Not like it was Chinese takeout on a faulty phone line
with fifty people talking in the background. According
to the prophets and the fortune-tellers, the flies and frogs
were supposed to kick-start the end of times. Yet the talking
heads on TV were still smiling, pointing out in soothsayer
voices that not all seven plagues had visited. And the order
was wrong. First came the short-horned grasshoppers, locusts
really. Then a lengthy eclipse which some took to mean
the starting line for eternal darkness, but scientists
explained it away along with the Periodic Table and Darwin’s
Theory of Evolution.
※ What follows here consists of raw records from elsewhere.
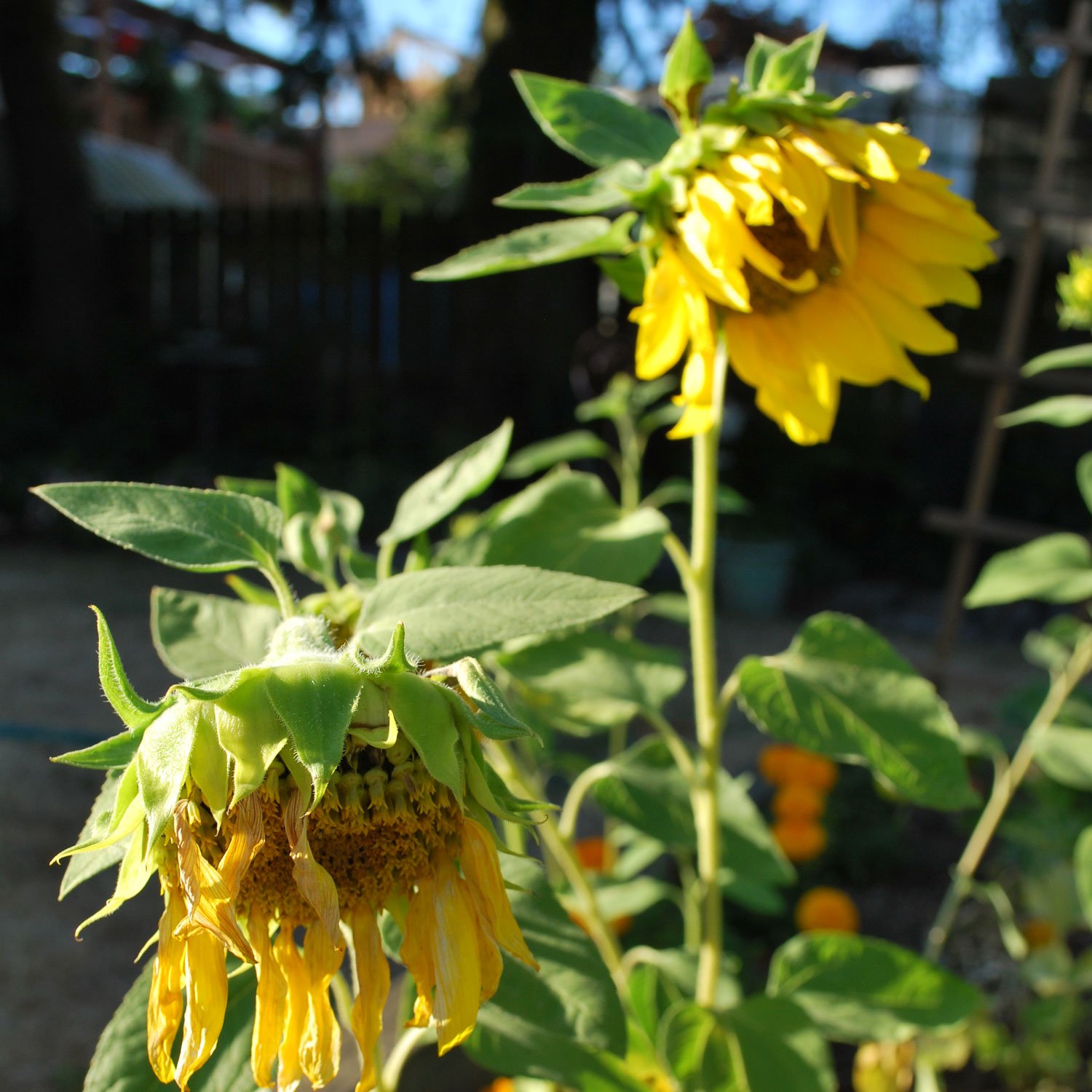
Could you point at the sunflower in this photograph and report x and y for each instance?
(284, 807)
(817, 251)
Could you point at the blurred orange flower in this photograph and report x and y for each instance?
(827, 909)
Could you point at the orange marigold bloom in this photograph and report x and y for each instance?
(827, 909)
(801, 840)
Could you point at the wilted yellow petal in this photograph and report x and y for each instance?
(205, 1004)
(373, 978)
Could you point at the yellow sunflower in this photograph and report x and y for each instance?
(818, 253)
(271, 853)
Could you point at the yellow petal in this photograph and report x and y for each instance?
(271, 1005)
(924, 240)
(903, 323)
(662, 318)
(290, 1072)
(482, 869)
(320, 1045)
(210, 902)
(205, 1004)
(316, 885)
(954, 284)
(165, 1000)
(373, 978)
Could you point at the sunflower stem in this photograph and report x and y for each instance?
(698, 585)
(1006, 784)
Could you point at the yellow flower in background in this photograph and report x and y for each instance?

No flies, just fat-bellied frogs. No rivers
of blood, just ribbons of red dust and clay exposed from
the droughts, no death of first-born children except at the hands
of world war, road rage and ethnic cleansing, drunkenness.
It did rain for forty days and hail, but after the fire was already out.

 

Devi S. Laskar is the author of Gas & Food, No Lodging (Finishing Line Press, 2017). Her poems have appeared in The Raleigh Review and other journals. She holds an MFA from Columbia University and an MA in South Asian Studies from the University of Illinois at Urbana-Champaign. She lives in California.